Asked about the selection of left-arm seamers in limited-overs cricket, he agreed that it was an attractive option but insisted it could only be justified if they had the requisite skills. "I wouldn't say it's essential," he said. "You definitely wouldn't select one for the sake of it. There's no point just picking a left-armer for variation. You pick your best four or five bowlers for each game. If a left-armer is one of them then that's brilliant. And yorkers remain a massive part of the game."
Perhaps such criticism is churlish. This has been a wonderfully entertaining series between two attractive sides and England's limited-overs side - containing some of the most attractive cricketers they have produced in many years - is, at last, heading in the right direction. Indeed, such has been their improvement that it is hard not to reflect on the World Cup and wonder what might have been.
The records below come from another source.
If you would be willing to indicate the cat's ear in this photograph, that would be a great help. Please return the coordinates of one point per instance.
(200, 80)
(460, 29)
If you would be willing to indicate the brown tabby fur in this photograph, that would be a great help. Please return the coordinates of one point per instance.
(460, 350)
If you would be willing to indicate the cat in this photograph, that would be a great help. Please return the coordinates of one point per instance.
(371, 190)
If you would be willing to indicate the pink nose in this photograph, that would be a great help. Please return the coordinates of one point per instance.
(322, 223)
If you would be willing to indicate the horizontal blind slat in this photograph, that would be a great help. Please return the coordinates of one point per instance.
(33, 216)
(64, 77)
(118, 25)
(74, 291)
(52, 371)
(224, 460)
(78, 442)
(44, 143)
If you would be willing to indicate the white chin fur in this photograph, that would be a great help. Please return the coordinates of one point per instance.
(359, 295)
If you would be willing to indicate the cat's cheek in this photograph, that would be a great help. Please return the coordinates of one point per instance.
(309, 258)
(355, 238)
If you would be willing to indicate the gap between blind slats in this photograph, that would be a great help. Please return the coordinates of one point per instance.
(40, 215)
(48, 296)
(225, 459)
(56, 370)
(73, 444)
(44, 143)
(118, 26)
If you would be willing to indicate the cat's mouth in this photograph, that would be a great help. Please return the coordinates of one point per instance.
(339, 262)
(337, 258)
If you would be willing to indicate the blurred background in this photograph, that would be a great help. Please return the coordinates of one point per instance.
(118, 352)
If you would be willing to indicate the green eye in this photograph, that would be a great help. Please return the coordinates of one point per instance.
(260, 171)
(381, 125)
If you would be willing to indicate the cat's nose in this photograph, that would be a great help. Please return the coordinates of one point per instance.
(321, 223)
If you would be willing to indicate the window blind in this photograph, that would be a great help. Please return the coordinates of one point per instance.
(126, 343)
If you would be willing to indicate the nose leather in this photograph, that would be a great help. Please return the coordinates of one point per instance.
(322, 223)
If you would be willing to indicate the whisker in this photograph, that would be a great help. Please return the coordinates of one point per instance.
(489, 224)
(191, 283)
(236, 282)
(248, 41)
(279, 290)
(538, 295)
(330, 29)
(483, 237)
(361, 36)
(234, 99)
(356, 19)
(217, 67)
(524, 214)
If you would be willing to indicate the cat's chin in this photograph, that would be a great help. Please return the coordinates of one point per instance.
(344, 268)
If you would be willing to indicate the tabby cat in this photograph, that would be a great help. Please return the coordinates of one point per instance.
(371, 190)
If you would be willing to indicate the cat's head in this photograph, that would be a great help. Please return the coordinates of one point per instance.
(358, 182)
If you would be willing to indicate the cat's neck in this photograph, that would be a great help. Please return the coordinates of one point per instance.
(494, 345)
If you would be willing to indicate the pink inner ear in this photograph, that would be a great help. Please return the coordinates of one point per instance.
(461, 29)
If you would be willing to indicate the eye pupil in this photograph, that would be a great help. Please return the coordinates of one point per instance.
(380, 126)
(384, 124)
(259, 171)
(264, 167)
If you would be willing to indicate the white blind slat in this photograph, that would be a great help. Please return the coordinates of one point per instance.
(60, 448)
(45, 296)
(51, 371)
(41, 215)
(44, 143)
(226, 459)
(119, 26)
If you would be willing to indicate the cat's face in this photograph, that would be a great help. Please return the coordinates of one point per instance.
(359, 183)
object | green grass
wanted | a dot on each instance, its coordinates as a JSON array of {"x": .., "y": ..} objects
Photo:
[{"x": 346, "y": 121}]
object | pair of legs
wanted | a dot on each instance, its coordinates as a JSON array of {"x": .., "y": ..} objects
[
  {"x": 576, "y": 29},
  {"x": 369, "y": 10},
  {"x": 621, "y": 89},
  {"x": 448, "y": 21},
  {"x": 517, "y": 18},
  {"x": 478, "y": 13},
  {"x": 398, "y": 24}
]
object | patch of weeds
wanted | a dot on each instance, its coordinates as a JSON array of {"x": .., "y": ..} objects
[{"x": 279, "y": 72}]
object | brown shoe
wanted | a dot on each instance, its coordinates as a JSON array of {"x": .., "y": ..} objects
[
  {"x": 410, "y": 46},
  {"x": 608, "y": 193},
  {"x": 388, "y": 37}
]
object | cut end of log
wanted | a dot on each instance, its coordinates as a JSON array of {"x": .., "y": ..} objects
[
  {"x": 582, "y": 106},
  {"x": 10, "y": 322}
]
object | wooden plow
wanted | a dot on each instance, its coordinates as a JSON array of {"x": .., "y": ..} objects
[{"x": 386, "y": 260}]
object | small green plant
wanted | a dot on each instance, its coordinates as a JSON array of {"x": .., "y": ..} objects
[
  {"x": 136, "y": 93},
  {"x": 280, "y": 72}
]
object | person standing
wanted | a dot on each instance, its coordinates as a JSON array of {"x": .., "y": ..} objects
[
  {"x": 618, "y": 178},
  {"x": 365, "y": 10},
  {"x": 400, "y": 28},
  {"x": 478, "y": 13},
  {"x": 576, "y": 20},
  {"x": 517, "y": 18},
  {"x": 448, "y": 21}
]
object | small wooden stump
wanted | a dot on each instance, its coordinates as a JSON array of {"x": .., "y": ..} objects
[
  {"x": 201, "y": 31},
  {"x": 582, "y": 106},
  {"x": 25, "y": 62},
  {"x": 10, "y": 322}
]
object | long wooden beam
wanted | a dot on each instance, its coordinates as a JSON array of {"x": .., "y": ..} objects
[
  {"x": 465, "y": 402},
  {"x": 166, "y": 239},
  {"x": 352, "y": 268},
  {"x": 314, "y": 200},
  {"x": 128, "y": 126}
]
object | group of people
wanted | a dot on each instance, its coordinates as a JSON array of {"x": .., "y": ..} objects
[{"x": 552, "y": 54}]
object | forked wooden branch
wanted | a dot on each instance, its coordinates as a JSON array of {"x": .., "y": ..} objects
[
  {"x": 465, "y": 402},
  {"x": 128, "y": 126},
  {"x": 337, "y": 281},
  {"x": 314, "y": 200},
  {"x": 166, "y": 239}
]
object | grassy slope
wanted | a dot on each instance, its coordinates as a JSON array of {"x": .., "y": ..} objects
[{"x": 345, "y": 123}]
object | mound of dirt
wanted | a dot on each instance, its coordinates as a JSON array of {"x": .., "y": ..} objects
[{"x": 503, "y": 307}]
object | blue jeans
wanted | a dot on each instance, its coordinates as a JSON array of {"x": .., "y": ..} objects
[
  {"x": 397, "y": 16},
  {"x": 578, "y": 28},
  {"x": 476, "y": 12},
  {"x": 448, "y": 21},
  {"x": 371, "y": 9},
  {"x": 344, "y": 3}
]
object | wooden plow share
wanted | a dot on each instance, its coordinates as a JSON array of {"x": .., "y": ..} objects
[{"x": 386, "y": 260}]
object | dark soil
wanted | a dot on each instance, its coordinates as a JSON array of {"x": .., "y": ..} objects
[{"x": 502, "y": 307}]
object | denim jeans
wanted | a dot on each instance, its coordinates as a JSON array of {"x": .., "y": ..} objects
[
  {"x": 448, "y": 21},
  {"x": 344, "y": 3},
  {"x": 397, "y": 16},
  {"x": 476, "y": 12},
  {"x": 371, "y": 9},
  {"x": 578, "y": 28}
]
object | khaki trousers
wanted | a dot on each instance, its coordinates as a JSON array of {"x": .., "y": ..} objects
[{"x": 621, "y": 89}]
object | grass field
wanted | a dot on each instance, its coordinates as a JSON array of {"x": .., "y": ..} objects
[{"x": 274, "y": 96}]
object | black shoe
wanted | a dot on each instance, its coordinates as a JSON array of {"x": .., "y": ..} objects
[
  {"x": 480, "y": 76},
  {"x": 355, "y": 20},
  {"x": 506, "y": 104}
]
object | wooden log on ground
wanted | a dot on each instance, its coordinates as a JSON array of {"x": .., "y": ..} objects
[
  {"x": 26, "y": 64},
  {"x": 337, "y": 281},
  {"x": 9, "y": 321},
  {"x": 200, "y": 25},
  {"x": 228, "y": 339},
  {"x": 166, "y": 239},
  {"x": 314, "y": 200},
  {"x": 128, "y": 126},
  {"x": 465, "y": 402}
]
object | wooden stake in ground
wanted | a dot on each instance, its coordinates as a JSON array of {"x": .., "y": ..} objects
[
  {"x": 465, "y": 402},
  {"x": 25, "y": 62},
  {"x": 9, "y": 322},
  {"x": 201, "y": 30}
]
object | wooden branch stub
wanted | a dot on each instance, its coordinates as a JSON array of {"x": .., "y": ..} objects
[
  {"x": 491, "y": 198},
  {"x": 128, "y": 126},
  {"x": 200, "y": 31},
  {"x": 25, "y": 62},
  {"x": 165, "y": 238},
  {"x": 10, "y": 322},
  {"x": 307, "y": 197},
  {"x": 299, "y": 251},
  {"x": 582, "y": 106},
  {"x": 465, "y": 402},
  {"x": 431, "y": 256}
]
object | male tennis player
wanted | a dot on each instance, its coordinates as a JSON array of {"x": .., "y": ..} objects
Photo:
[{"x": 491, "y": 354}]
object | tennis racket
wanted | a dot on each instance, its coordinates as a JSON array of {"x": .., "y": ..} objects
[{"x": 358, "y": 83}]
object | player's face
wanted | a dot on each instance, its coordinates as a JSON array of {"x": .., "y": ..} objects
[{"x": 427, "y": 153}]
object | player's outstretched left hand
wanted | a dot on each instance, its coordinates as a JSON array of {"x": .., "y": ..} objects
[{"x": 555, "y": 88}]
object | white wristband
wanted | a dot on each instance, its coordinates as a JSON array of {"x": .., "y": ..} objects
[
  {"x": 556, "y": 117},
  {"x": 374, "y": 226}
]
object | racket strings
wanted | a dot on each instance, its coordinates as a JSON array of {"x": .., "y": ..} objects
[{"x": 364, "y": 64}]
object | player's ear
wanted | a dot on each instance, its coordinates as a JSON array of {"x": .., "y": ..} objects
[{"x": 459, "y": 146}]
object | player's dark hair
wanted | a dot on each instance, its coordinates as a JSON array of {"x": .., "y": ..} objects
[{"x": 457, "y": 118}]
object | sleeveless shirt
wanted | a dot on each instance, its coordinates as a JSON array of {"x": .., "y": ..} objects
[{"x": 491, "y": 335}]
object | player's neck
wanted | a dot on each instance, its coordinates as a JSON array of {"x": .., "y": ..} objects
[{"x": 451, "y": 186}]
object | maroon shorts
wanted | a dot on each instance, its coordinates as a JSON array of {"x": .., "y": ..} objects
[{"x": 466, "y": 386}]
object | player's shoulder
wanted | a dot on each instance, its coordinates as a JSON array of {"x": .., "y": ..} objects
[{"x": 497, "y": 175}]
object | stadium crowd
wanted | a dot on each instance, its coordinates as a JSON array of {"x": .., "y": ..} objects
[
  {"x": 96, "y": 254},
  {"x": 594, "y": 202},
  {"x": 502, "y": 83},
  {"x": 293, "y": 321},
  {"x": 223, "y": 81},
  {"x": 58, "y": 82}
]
The New Zealand coach, Mike Hesson, summed it up best. "This England team is very aggressive, especially with the bat," he said. "They have hitters from one to 10. They don't allow you to settle and that puts a lot of pressure on our bowlers. Since the World Cup they're a completely different team. If this side were at the World Cup, I think they'd certainly scare a few teams.
"They haven't nailed it quite yet - you're never going to straightaway - but on their day, crikey, they're dangerous."
But to progress from dangerous to deadly England may need to add just a little more brain to their brawn.